The planned auctions will be spread across the quarter, with instruments offered in three standard maturities: 91 days, 182 days, and 364 days. This structure allows investors with different risk appetites and investment horizons to participate. In recent auctions, the longer tenor bills, particularly the 364 day instruments, have attracted the most interest from investors seeking higher returns.
The move aligns with a broader pattern observed in recent months, where the CBN has intensified its activities in the Treasury Bills market. In March 2026 alone, the bank raised nearly N3 trillion through multiple auctions, reflecting strong investor demand and the government’s increasing funding requirements.

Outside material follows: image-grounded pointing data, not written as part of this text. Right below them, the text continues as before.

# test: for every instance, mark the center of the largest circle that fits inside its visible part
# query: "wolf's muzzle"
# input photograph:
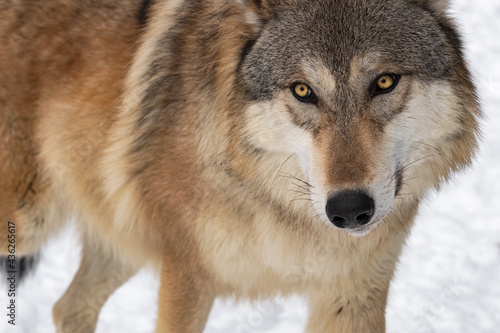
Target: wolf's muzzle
(350, 209)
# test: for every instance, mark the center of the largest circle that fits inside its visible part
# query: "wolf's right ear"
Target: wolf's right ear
(257, 12)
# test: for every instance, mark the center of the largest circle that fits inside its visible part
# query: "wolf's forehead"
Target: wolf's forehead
(340, 31)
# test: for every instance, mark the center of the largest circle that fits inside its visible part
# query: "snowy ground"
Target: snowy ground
(448, 280)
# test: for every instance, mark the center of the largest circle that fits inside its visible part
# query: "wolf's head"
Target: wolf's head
(372, 96)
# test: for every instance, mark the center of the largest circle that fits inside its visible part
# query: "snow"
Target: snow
(448, 279)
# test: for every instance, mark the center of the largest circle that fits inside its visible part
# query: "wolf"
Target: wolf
(242, 148)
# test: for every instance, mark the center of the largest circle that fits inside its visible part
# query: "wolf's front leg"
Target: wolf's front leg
(185, 298)
(98, 277)
(364, 313)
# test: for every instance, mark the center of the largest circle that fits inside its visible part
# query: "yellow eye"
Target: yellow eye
(302, 90)
(303, 93)
(385, 82)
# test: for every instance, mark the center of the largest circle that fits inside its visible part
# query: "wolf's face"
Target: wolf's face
(372, 96)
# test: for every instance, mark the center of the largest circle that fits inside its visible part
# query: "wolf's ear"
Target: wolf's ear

Despite the large headline figure of N3.95 trillion for the second quarter, the net issuance of N750 billion suggests that much of the borrowing will go toward rolling over maturing obligations. Analysts often point out that such refinancing strategies help the government manage its debt without significantly increasing the overall debt stock.
Investor appetite for these instruments has remained strong, even in a high interest rate environment. Auctions have consistently been oversubscribed, especially for longer dated securities, indicating confidence in government backed instruments and the attractiveness of their yields.
The reliance on Treasury Bills also highlights the government’s continued dependence on domestic borrowing to finance its fiscal deficit. With a substantial gap between revenue and expenditure, authorities have increasingly turned to the local debt market as a key funding source.
However, this approach comes with potential trade offs. Heavy government borrowing from the domestic market can push interest rates higher and limit access to credit for businesses, a situation often described as crowding out. When banks and institutional investors channel more funds into government securities, fewer resources may be available for private sector lending.
Still, Treasury Bills remain a vital tool for both fiscal and monetary policy. For the government, they provide quick access to funding. For the CBN, they serve as a mechanism to manage liquidity and stabilize the financial system.
As the second quarter unfolds, market participants will closely monitor the auctions, particularly investor demand, stop rates, and overall subscription levels. These indicators will offer deeper insight into liquidity conditions, investor sentiment, and the broader direction of Nigeria’s fixed income market.